Oxygen will eventually be used to provide breathable air and rocket fuel, and these metals can be used for 3D printing on the moon, including for habitat construction. It will be possible to sustain life on the moon without the cost of sending materials from the earth.

Obtaining oxygen from resources found on the moon is obviously very useful for future moon landers, whether it is breathing or producing rocket fuel locally. Now that we have the facility in operation, we can fine-tune it, for example, by lowering the operating temperature, and finally design a version of the system that can one day fly to the moon for operation. “
At the same time, decomposition is perfecting oxygen extraction technology to produce as much gas as possible to maximize its use in lunar applications. Modifications include changing the current and reagents to increase the amount of oxygen.

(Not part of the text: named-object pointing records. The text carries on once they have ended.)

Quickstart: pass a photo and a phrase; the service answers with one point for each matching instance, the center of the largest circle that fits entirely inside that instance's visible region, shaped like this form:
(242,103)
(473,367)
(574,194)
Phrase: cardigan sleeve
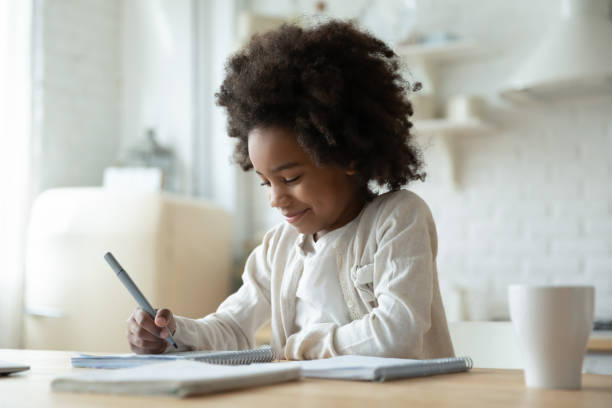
(403,273)
(233,325)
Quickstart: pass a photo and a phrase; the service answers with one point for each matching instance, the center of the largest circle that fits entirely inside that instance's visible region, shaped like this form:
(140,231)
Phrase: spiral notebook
(382,369)
(233,357)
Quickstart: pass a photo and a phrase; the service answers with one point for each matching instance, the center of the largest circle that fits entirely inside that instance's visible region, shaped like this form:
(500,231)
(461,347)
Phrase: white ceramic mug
(553,324)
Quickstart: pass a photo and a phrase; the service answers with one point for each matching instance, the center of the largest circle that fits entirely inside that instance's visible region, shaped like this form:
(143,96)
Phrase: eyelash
(293,180)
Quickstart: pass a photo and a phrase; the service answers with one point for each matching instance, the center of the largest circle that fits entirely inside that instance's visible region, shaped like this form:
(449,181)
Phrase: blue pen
(133,289)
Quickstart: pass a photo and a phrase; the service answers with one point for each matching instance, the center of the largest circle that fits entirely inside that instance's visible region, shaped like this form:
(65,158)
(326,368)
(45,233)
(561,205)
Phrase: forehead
(272,146)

At the same time, they are trying to lower the temperature required for production temperature to reduce energy costs. The cabin will also be made smaller so that it can be sent to the moon more efficiently.

In addition, ESA and Metalysis launched a challenge to seek external engineers to develop an in-process monitoring system for tracking oxygen production. The overall goal of the project is to create a pilot plant that will be able to operate sustainably on the moon.